Monday, October 4, 2010

Pakistan won't act against the Taliban


Most Pakistani soldiers see the Afghan Taliban as Pashtun freedom fighters combating a foreign occupation

By Patrick Cockburn
The Independent

"Pakistan has highlighted the hold it has over the US and Nato forces in Afghanistan by stopping their supply trucks from crossing the Afghan frontier. The ban is in retaliation for US helicopters making an attack on the Pakistani side of the border and killing three Pakistani soldiers.

The US is making a somewhat desperate attempt to close down the Afghan Taliban's bases on the Pakistani side of its 2,500km-long border with Afghanistan. The US military's hope of a year ago that a surge in troop numbers inside Afghanistan would turn the tide in the guerrilla war is fading fast. The Taliban have extended their grip in the north and west of the country. The one option left to America and its allies is to try to force the Pakistan army to act decisively against the Taliban in Pakistan.....
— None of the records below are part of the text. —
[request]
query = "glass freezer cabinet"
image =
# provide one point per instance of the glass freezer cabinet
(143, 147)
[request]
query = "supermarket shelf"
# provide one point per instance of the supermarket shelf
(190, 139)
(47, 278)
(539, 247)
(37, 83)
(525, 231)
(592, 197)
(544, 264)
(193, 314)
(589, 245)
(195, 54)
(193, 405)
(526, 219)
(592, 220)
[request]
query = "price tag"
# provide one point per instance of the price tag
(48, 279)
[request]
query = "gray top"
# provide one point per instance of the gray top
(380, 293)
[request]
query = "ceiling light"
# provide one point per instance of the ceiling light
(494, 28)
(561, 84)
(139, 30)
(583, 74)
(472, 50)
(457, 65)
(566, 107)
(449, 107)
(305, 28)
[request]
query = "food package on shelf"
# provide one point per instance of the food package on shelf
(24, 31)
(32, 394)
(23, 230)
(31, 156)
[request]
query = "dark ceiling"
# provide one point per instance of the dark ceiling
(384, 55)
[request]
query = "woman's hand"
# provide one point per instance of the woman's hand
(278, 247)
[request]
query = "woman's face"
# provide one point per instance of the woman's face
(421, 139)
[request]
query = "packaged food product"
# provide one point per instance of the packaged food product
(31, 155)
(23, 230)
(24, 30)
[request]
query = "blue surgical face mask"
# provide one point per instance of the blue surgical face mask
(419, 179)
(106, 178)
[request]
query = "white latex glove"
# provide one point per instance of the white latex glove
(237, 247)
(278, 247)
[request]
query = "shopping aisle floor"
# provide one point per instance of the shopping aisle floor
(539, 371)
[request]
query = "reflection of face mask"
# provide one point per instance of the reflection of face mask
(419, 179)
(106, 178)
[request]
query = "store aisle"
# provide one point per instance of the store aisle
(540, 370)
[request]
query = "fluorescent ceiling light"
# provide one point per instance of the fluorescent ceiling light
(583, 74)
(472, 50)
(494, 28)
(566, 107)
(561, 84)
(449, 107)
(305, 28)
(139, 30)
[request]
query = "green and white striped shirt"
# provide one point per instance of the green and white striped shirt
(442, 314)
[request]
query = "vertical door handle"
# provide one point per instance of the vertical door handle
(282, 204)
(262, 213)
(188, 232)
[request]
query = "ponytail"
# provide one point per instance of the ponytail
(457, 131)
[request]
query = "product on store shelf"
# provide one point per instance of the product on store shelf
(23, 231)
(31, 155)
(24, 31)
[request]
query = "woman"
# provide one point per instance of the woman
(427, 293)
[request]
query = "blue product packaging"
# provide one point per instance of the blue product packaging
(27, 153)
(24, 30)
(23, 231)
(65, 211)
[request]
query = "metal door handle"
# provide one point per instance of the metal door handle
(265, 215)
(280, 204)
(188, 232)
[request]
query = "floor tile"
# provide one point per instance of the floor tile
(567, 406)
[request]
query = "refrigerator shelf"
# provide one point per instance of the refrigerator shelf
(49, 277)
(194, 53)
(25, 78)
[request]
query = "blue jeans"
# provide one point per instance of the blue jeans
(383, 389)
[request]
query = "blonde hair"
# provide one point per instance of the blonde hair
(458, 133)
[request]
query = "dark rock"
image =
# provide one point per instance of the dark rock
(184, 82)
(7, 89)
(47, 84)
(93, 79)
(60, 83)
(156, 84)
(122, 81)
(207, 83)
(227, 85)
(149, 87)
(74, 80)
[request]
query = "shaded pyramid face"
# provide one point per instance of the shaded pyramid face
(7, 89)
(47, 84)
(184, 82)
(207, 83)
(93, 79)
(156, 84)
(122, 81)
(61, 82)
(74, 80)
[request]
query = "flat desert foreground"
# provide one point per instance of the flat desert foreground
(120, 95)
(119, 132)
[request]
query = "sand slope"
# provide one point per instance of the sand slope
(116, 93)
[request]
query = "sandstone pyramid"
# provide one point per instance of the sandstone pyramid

The mess which is American and British strategy in Afghanistan is exemplified by the ease with which the supplies of their forces can be choked off by Pakistan. The Pakistani army, which controls foreign and security policy in the country, is not going to kill off the Taliban at the request of the US. The Hamid Karzai government has less support than the communists at the time of the Soviet military withdrawal in 1988. The US and Britain are politically weak because they have such a feeble Afghan partner in Kabul and militarily weak because they cannot shut the Pakistan border. They have no choice but to negotiate."